Changing the limit to four ducks won't make a difference, lucky if a guy in MN can bag 2 in a day! Close the MN season, I will shoot 5 less ducks and save $500. Well ok I won't save the $500, I will spend on some other vice or go to Canada.


----------



## DuckBuster (Mar 18, 2003)

Eyecatcher-

I'm glad to here you had a great learning experience and are looking forward to teaching your son the same way. I wish all people had the same attitude. The difference boils down to less pressure which will give kids more of an opportunity to shoot some birds. i don't want the kids we take out to have to try to compete with some moron that will try a 150 yard shot because the birds are not going to decoy to him. I have seen it happen on more than one occasion.

YWD = Maybe 1/4 of the people out shooting total.

Opener = Every Tom, Dick, and Harry out on the ponds, sloughs, and lakes blasting at everything.

Obviously this applies to the people that are forced to hunt public land/water which is a large part of the hunting population. If hunting private land, it wouldn't make a bit of difference.

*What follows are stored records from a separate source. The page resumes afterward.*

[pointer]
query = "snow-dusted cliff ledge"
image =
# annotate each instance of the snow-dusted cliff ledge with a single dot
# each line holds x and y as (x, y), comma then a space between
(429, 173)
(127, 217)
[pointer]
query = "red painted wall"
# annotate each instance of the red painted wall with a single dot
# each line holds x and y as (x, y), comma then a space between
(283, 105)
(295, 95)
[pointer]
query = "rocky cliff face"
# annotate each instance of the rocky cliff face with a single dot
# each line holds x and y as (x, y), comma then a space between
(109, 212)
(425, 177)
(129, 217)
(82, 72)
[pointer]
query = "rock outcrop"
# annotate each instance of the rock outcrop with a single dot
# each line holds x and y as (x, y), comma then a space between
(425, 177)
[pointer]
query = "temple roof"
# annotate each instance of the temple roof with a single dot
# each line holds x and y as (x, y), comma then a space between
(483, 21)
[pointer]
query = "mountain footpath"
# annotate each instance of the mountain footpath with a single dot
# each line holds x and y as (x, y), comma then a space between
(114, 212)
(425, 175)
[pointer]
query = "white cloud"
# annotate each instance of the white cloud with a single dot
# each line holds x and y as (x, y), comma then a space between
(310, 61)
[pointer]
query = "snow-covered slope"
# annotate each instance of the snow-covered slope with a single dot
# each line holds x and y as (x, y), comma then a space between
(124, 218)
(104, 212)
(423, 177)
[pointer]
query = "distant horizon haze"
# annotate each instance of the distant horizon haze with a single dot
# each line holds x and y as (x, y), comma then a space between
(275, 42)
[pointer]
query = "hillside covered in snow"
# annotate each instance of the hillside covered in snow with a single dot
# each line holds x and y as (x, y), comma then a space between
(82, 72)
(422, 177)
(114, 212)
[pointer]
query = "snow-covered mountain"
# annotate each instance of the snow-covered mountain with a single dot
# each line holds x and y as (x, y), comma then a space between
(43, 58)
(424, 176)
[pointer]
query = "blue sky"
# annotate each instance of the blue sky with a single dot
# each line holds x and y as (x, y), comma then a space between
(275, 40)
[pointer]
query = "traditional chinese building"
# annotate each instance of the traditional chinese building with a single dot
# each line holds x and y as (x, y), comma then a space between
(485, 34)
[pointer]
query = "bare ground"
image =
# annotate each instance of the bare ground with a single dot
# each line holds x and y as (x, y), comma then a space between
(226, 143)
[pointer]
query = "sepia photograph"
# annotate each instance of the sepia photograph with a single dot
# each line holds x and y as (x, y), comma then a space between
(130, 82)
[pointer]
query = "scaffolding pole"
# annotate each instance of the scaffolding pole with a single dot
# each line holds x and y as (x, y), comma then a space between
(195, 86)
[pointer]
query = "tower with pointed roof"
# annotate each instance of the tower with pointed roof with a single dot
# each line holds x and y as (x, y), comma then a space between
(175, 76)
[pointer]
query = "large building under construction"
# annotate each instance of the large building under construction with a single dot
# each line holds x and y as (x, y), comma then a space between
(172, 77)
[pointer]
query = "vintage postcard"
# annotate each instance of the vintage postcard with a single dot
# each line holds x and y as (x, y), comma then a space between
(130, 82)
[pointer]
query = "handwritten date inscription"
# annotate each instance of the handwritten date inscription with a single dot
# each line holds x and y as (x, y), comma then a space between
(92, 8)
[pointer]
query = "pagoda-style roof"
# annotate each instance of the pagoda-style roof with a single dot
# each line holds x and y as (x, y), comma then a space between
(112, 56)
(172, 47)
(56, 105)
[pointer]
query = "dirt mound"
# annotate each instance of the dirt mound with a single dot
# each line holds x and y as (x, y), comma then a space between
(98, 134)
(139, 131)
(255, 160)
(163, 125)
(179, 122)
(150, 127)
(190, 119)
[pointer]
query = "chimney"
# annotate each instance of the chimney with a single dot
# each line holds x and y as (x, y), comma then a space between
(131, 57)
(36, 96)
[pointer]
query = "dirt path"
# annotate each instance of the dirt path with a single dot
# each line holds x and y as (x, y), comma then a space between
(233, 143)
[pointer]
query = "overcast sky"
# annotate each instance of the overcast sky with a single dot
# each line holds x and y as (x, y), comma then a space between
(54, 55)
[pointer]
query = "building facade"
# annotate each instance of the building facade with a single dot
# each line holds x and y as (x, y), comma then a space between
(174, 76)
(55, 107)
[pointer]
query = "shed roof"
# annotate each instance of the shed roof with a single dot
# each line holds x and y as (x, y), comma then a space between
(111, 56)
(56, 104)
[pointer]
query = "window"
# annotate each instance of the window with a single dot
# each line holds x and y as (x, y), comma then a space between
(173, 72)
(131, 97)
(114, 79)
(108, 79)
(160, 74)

Deacon's right, it's all about habitat.


----------



## Bull_Can (Apr 30, 2004)

Anyone who understands waterfowling can agree...Youth Waterfowl Day has a negative impact on the local population. So let's just bury that discussion right off the bat. Next thing to bury is that we all want/NEED to get youth involved in waterfowling to insure its longevity.

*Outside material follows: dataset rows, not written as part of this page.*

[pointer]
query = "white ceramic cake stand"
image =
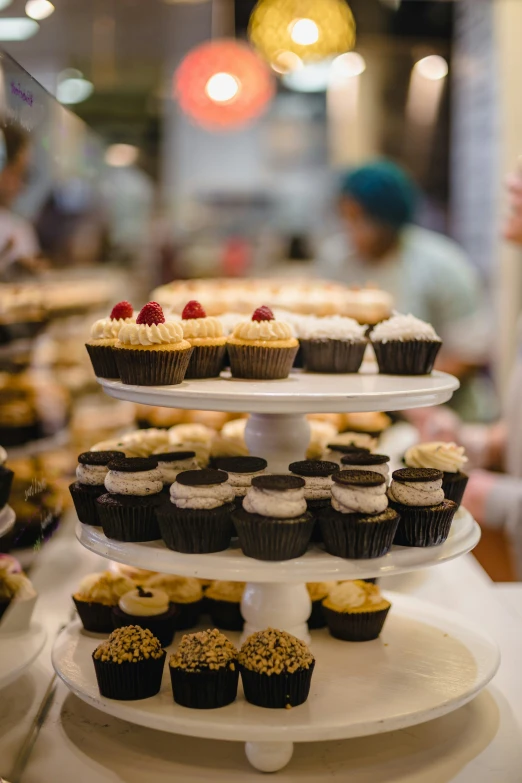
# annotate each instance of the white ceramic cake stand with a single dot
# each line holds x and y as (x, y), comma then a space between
(427, 662)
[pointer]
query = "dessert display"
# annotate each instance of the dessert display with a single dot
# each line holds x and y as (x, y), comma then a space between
(355, 611)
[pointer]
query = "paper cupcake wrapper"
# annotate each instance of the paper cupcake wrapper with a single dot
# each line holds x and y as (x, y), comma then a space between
(129, 522)
(420, 526)
(406, 357)
(129, 681)
(332, 356)
(346, 536)
(264, 538)
(152, 368)
(196, 531)
(206, 361)
(355, 626)
(206, 690)
(84, 500)
(96, 618)
(103, 360)
(257, 363)
(276, 691)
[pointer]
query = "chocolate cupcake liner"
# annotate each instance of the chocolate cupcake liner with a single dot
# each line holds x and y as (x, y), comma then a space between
(257, 363)
(205, 690)
(406, 357)
(226, 615)
(346, 535)
(196, 531)
(129, 681)
(206, 361)
(355, 626)
(277, 691)
(95, 617)
(103, 360)
(265, 538)
(84, 499)
(162, 626)
(454, 486)
(424, 526)
(123, 521)
(152, 368)
(332, 356)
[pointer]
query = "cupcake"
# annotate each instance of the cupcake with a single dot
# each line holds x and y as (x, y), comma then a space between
(204, 671)
(263, 348)
(333, 344)
(274, 523)
(223, 602)
(207, 339)
(152, 351)
(318, 591)
(197, 519)
(129, 664)
(104, 336)
(405, 345)
(447, 457)
(149, 608)
(426, 516)
(185, 593)
(358, 524)
(96, 597)
(127, 510)
(355, 611)
(241, 471)
(276, 669)
(89, 485)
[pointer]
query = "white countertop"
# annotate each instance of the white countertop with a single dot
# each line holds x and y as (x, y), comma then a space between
(480, 743)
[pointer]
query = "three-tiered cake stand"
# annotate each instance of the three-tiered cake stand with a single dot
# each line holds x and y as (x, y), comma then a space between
(427, 662)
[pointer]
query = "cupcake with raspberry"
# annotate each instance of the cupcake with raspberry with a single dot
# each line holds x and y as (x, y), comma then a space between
(104, 336)
(206, 336)
(152, 351)
(262, 348)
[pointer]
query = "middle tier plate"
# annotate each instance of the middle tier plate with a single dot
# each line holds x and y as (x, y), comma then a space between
(316, 566)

The question is: "Is it worth it?"

I know many guys who have no problem with the YWD and encourage it...but not on their land. I find that a bit hypocritical when promoting this event to people who don't have private land and rely on public land for the hunting opportunities. But it goes without saying that given a day w/o a ton of pressure and when birds are plentiful is needed for a successful youth day...hell, that is a successful day for all of us! So how can we agree on something.

Some ideas:
1. Keep it prior to the season as it stands right now.
2. Have a break in the season like many other states do to relax the birds and then give youth first crack after that (problem w/ MN is freeze up).
3. Let youth go out after 4 the first weekend. (I like this one)
4. Have it during the season (like 2nd Saturday) where no license is needed by a single adult/per child, taking the youth out. This is similar to the Take a Kid Fishing deal in MN.

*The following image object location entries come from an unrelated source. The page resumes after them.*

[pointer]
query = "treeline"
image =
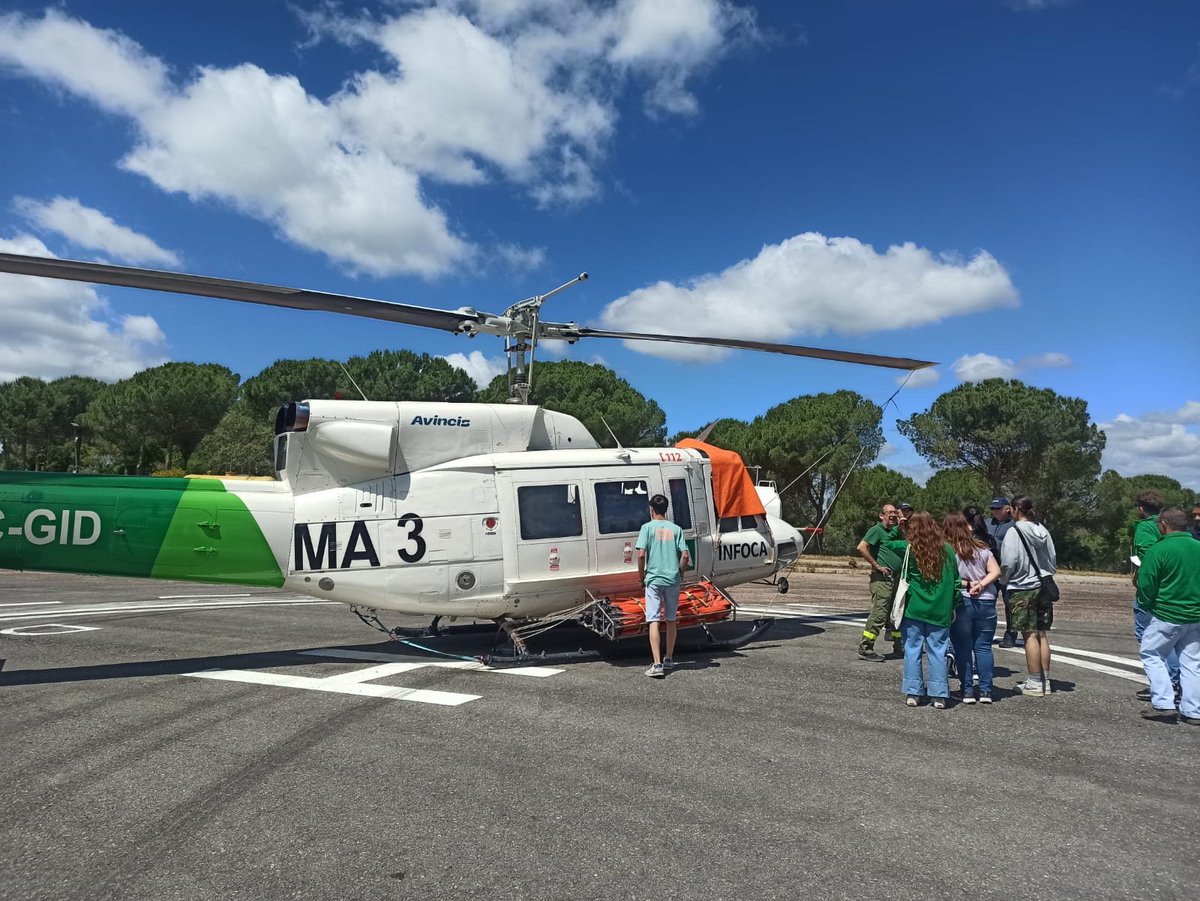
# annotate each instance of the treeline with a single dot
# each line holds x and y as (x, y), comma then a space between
(983, 439)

I also want to say that I am a proponent of shooting restrictions. Look at Canada, Sundays are a no go. Also, if you look at historic Heron Lake in the market hunter days; everyone signed a Heron Lake Hunting Agreement that limited shooting to a.m. hours only. Heck, even market hunters knew that you have to let birds rest in order to keep them around.


----------



## mntwins (May 19, 2005)

How many groups even go out hunting on youth watrfowl day. I will say last year I saw 7-8 dead crips laying around when I first arrived on opener. I'm guessing most kids who hunt youth waterfowl day go with their father all season anyways.


----------



## jkern (Aug 10, 2005)

WOW.

You guys actually have a problem with the kids having thier own season? YOU HAVE GOT TO BE KIDDING ME!!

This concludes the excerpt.